Qu’est-ce à dire, sinon qu’il y a deux socialismes, l’un à l’usage des foules, l’autre qui ne s’adresse qu’aux esprits cultivés ? M. Bernstein soulève une question de probité scientifique. Une erreur, dit-il, n’est pas digne d’être maintenue uniquement parce que Marx et Engels l’ont une fois exprimée, et une vérité ne perd rien de son importance, parce qu’elle émane d’un économiste antisocialiste ou d’un socialiste bourgeois. Pourquoi déclamer et prophétiser des miracles politiques et révolutionnaires, alors qu’on n’y croit plus ? Pourquoi s’enfermer dans une intransigeance qui ne mène à rien ?
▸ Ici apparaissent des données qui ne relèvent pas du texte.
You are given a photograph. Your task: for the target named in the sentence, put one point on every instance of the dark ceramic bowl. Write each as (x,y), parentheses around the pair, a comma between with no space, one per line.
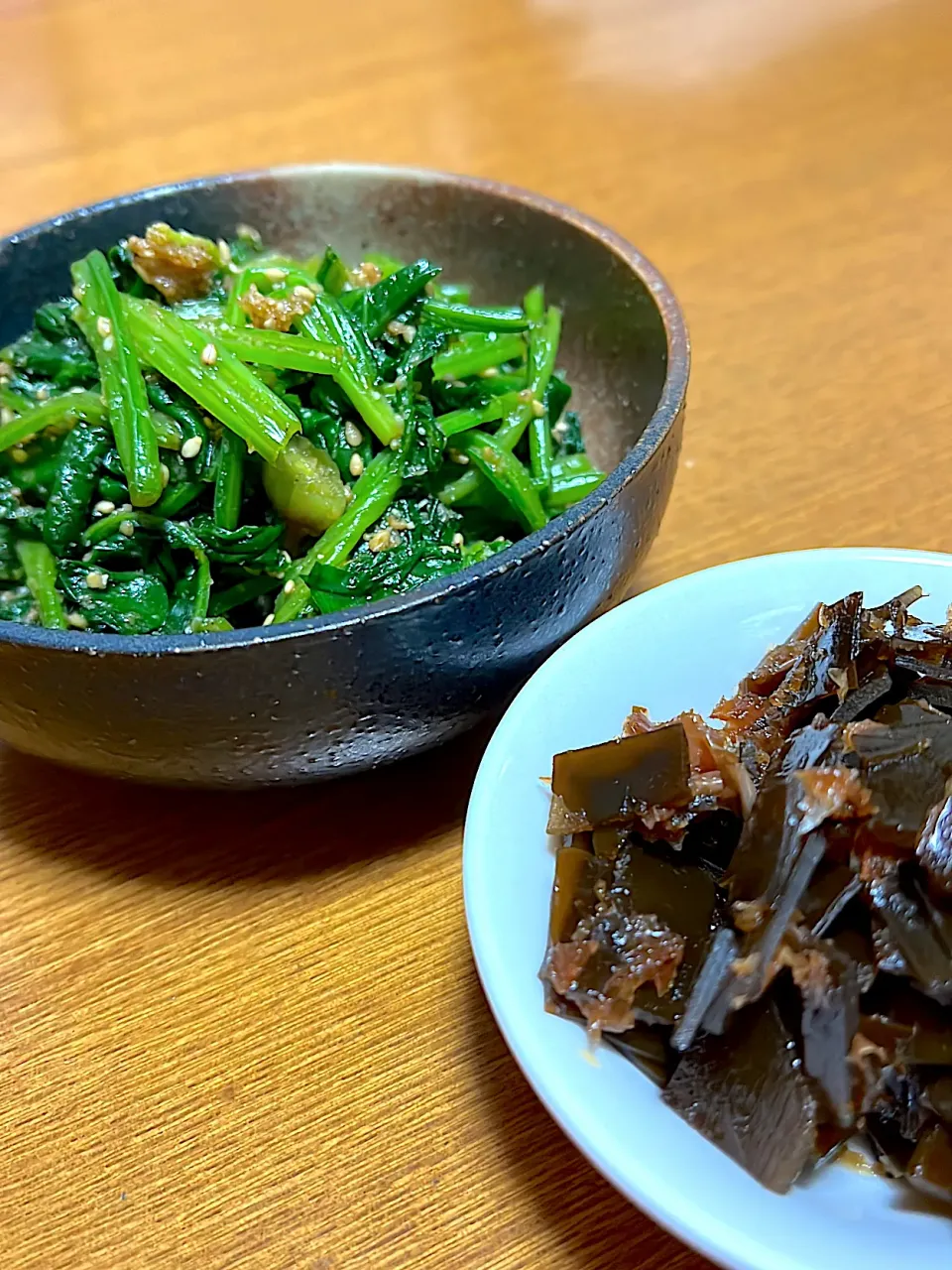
(349,691)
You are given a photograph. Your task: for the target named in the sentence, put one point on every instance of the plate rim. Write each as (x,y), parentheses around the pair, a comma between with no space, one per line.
(715,1238)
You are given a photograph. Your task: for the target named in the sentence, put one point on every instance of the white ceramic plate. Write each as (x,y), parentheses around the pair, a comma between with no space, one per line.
(683,644)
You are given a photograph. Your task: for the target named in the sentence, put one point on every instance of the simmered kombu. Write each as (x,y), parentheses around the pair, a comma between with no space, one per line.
(761,913)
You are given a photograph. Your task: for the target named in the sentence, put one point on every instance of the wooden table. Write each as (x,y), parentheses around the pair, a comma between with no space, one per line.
(246,1032)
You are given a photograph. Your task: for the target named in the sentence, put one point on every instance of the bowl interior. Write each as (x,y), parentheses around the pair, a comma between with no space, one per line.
(615,347)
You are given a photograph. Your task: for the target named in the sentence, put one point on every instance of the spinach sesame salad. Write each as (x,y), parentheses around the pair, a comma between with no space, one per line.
(209,436)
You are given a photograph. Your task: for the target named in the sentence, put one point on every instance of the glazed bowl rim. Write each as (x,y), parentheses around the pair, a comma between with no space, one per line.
(669,404)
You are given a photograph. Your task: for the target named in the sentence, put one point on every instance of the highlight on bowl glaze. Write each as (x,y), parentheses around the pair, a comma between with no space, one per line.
(348,691)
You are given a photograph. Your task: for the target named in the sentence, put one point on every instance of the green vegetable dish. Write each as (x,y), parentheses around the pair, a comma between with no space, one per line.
(209,436)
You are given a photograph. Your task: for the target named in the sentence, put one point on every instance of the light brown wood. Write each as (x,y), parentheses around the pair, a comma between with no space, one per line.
(246,1032)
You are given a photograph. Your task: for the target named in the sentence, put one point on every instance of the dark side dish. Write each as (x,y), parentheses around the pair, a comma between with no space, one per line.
(208,435)
(760,912)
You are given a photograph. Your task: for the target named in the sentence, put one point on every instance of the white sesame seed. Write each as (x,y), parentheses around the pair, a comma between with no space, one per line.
(382,540)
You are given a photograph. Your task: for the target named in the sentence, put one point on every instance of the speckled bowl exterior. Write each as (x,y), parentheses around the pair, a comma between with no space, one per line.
(339,694)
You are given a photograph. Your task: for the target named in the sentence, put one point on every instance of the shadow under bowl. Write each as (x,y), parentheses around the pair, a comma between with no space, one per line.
(344,693)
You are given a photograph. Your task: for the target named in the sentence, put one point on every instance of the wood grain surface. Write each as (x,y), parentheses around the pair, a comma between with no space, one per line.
(246,1032)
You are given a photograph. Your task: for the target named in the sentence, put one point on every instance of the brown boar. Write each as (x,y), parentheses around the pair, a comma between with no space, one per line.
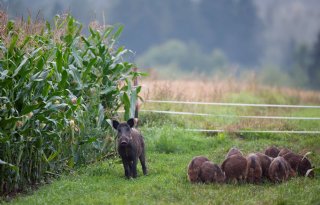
(131,147)
(279,170)
(272,151)
(211,173)
(265,162)
(194,168)
(235,168)
(234,151)
(298,163)
(254,170)
(284,151)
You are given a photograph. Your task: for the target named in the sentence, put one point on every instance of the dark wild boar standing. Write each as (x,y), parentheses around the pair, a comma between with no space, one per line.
(130,147)
(211,173)
(194,168)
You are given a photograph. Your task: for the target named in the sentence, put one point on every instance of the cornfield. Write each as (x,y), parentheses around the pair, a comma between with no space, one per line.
(58,87)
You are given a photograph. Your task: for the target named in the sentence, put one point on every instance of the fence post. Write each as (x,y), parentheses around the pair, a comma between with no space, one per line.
(136,112)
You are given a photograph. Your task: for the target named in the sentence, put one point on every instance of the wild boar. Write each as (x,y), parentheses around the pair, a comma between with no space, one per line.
(234,151)
(194,168)
(235,168)
(265,162)
(211,173)
(254,170)
(284,151)
(298,163)
(272,151)
(131,147)
(279,170)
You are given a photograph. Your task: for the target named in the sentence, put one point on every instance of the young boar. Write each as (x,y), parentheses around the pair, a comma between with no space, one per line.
(211,173)
(194,168)
(284,151)
(279,170)
(235,168)
(234,151)
(130,147)
(298,163)
(254,170)
(265,162)
(272,151)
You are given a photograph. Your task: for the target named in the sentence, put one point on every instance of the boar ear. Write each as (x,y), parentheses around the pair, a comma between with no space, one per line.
(115,124)
(131,122)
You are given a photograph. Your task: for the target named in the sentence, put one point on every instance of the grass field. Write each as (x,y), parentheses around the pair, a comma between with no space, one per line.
(170,149)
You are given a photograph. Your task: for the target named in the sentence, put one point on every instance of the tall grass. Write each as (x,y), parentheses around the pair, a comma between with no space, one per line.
(57,88)
(230,91)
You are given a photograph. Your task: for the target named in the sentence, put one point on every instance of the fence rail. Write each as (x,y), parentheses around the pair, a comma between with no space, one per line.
(240,116)
(232,116)
(233,104)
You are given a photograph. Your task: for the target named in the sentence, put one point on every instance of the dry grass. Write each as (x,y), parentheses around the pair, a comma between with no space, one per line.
(219,90)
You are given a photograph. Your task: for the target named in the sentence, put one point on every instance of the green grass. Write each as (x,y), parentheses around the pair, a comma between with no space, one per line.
(169,150)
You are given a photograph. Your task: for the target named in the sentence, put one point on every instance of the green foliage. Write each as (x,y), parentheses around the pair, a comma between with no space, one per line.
(166,182)
(57,88)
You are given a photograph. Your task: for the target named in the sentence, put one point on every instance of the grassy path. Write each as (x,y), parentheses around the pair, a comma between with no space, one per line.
(169,152)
M. Bernstein prétend qu’il ne fait qu’exprimer et maximer la transformation intérieure qui s’opère depuis quelques années dans les partis socialistes du continent. Ils songent moins à la grande débâcle, ils vendent moins la peau de l’ours, ils sont plus portés à s’occuper des problèmes du jour. Pour l’Allemagne notamment, M. Bernstein constate qu’il est parfaitement d’accord avec le programme pratique de la démocratie socialiste, et qu’il changerait seulement quelques mots au programme théorique. L’attitude des socialistes au Reichstag et aux élections, la politique de compromis et de compensation est la justification éclatante de sa thèse. La vieille tradition révolutionnaire de 1848 n’est plus que purement verbale : la violence du langage contraste avec la prudence des actes. La lutte contre Guillaume II rend toutefois difficile la position des socialistes modérés. Au fond, non seulement M. de Vollmar, mais M. Auer, le secret empereur de la démocratie socialiste allemande, agissent en parfait accord avec la thèse de M. Bernstein.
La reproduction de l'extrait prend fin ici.